The Florida legislature is considering a bill aimed at pardoning four young black men falsely accused of rape in the 1940s. The men are known as the Groveland Four.Recently unsealed FBI files have proven physical evidence that no sexual assault occurred.
"Walter Irvin, Sam Sheperd, Charles Greenlee, and Earnest Thomas all had their lives changed forever in a bad way on July 16, 1949," Farmer said. "A 17 year old white woman and her estranged husband had broken down on the side of the road. While broken down, Mr. Irvin and Mr. Shepard, who had just returned from World War II, were veterans, stopped to assist them. The next day, the woman made the claim that she was raped by four African American men."
Farmer calls the accusation a hate crime, as there is no evidence of any assault.
"Physical examination by the physician showed no evidence of rape," Farmer said. "Witnesses who saw the woman after the alleged incident testified, or told authorities, that she showed no signs of trauma or upset, she wasn’t crying or anything. That was excluded from the defense."

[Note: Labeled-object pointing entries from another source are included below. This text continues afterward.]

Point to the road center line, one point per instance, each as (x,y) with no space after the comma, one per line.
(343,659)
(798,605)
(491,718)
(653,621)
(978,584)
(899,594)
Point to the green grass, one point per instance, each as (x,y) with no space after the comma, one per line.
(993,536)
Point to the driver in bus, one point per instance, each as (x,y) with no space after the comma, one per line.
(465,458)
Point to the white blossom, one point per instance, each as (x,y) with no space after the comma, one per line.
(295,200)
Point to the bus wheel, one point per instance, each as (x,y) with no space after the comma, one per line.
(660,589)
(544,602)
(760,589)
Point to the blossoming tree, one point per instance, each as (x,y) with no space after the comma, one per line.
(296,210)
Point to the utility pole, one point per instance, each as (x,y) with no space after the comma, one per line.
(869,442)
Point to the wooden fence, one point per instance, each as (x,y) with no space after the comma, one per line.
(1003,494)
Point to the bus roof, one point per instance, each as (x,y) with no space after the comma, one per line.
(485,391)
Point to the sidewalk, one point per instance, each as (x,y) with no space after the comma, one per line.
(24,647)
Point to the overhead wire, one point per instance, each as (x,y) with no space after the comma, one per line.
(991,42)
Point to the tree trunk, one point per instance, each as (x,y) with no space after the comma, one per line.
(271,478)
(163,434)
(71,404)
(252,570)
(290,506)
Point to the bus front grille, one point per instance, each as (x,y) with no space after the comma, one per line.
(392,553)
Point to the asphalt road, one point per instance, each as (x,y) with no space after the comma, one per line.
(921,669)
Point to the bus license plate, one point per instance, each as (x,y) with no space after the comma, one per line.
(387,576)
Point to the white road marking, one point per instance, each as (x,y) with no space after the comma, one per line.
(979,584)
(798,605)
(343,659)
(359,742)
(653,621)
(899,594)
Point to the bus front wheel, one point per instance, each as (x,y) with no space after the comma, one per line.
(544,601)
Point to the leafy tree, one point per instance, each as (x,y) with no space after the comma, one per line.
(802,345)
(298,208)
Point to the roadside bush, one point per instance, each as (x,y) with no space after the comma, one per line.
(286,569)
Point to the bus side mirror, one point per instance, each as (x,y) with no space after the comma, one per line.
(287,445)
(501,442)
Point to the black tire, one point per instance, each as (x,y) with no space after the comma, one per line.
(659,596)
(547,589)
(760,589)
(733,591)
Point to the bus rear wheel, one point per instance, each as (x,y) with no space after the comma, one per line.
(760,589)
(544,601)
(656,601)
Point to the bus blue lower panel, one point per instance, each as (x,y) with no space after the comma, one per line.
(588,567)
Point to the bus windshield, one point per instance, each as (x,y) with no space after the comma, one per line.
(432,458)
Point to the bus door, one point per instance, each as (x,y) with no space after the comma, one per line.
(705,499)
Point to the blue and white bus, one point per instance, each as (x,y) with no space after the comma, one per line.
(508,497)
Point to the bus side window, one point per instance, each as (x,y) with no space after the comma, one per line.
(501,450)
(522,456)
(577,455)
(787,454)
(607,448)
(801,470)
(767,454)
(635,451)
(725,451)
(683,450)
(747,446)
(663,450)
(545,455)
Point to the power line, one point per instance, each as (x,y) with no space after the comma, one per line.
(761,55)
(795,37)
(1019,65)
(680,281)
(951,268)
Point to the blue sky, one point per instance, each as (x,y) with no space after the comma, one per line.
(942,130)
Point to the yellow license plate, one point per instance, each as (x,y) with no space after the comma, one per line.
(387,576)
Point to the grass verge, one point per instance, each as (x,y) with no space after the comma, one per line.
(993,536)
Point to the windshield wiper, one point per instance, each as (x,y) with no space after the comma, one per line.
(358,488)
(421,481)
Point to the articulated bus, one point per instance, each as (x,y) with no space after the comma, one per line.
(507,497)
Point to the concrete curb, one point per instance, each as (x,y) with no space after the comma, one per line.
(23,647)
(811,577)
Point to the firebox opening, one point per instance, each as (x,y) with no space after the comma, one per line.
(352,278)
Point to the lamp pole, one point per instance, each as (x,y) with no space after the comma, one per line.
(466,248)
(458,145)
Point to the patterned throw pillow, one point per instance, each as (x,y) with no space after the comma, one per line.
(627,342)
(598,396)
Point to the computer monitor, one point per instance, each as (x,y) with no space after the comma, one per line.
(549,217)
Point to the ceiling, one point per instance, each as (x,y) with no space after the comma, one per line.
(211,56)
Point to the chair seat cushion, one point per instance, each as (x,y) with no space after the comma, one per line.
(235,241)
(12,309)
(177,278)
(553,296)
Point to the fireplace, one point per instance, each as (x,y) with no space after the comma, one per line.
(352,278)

During November of ’51, Irvin and Shepard, both WWII veterans, were shot by Sheriff Willis McCall while in his custody. Walter Irvin’s sister, Henrietta Irvin, gives the account in a documentary by Aaron Hosé.
"When he opened the door for Sam, and Sam turned to get out of the car…what did he say?" "He shot him right in the head," Irving said.
Sheperd was killed instantly. Irvin survived by playing dead. Sheriff McCall said he shot Irvin and Shepard in self-defense, and was exonerated on all charges. In 2004, author Gary Corsair wrote the book, “The Groveland Four: The Sad Saga of a Legal Lynching.”
"The people who don’t this is an important chapter of history, I think they need to learn a lesson from the people who have survived from the original members of the Groveland Four," Corsair said.